EEL5764: Computer Architecture

Fall 2001

Project Report

SIMULATION AND ANALYSIS OF THE JAVA PLATFORM

Suman Srinivasan

K.S.Ranganath

Simulation and Analysis of the Java platform

Suman Srinivasan, K.S.Ranganath

Abstract

In our paper, we simulate the Java instruction set architecture in order to learn more about the Java platform at its most basic level. We also implement an improvement to the platform at the instruction level, called instruction folding. We simulate and quantitatively analyze three folding strategies – 2-folding, 3-folding and 4-folding. Our simulations show that in the best case, 71% of the stack operations can be eliminated, and the speedup in this case was 93%.

1. Introduction

The Java platform has attained prominence over the recent years. It has claimed a foothold in devices ranging from the smallest mobile phone to the largest mainframes. The Java Consumer and Embedded technologies and products let you write code for small devices that are big on functionality but short on resources.
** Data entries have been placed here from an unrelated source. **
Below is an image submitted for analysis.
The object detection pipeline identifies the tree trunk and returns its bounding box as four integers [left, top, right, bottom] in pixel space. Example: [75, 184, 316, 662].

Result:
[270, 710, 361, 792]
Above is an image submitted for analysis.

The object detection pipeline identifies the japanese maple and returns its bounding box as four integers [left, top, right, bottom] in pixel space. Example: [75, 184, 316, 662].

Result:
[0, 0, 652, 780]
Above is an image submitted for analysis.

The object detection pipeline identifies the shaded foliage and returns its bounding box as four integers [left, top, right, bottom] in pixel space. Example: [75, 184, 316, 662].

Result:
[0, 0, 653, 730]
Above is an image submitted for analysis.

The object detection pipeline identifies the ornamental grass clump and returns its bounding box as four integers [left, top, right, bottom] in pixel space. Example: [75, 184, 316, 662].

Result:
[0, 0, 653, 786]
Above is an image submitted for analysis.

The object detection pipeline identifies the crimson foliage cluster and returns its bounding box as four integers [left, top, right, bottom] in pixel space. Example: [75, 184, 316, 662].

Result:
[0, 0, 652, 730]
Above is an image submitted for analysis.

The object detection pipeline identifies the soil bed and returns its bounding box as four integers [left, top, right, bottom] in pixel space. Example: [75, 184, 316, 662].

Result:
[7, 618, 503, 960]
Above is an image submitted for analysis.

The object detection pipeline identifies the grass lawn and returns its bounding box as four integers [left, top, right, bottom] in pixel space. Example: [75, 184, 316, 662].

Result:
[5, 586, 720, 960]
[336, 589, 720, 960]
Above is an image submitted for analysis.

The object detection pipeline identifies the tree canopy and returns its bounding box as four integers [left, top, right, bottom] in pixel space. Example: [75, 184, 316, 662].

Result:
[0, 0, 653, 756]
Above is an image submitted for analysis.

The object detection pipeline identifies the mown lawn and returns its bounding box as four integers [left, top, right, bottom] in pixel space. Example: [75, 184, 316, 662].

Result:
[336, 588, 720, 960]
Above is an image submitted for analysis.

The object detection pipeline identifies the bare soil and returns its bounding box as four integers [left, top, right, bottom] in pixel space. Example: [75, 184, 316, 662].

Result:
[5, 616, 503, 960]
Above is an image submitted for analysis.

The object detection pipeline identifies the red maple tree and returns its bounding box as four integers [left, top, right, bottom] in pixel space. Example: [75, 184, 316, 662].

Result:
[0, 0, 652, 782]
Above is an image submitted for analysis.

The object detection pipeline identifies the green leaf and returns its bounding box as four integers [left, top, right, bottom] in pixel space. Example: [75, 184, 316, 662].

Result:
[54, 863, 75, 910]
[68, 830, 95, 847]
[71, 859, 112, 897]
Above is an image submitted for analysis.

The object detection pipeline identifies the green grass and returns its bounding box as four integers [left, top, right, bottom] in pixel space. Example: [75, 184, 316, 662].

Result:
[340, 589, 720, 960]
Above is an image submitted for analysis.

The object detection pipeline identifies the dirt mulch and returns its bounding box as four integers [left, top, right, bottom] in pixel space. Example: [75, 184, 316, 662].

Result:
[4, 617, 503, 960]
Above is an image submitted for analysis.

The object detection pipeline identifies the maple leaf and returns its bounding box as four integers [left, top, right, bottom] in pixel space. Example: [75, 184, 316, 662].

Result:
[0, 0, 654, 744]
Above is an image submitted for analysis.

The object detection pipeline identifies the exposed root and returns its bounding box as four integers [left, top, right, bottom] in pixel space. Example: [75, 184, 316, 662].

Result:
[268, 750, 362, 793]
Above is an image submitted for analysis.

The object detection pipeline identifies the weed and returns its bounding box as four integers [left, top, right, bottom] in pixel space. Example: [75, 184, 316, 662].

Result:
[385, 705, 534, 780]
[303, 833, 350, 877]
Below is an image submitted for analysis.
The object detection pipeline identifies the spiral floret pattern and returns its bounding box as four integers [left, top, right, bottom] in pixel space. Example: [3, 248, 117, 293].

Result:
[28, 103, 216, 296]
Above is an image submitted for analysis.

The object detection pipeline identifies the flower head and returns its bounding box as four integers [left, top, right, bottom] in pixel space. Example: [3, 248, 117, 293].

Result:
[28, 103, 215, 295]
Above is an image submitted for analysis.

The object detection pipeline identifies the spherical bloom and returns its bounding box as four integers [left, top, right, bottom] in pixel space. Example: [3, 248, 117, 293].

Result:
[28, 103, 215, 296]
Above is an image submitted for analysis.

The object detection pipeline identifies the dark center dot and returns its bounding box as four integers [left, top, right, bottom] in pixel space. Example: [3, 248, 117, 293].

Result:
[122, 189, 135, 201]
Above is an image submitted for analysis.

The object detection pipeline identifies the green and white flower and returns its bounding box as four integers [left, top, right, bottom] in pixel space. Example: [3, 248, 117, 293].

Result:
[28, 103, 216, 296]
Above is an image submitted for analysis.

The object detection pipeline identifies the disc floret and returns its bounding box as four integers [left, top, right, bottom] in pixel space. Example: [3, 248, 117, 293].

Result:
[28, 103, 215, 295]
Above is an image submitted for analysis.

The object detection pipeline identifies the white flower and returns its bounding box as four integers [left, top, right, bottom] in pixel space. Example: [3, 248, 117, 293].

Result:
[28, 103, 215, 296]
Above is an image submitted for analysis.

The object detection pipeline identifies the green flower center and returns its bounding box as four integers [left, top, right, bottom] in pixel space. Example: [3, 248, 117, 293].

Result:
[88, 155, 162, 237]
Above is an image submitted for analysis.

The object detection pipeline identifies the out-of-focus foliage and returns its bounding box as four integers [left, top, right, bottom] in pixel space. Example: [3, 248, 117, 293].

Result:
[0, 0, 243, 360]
A highly optimized Java runtime environment targets a wide range of consumer products, including pagers, cellular phones, screen phones, digital set-top boxes and car navigation systems. Hence a study of its instruction set and improvements made to it will be very useful at this point of time.

A Java stack machine has the advantage of small code size - 1.8 bytes per instruction on an average, as compared to the other RISC or CISC machines. However, due to the limitation of accessing a unique operand stack, all the succeeding ALU or other stack-related operation must wait and depend on the previous load or written back data o be stored onto the stack. This severely limits the instruction level parallelism. A way of omitting the unnecessary loads or write back was proposed by the Sun Microelectronics Inc. in their Pico Java architecture[i] – the folding technique. We study, simulate and analyze the use of this technique.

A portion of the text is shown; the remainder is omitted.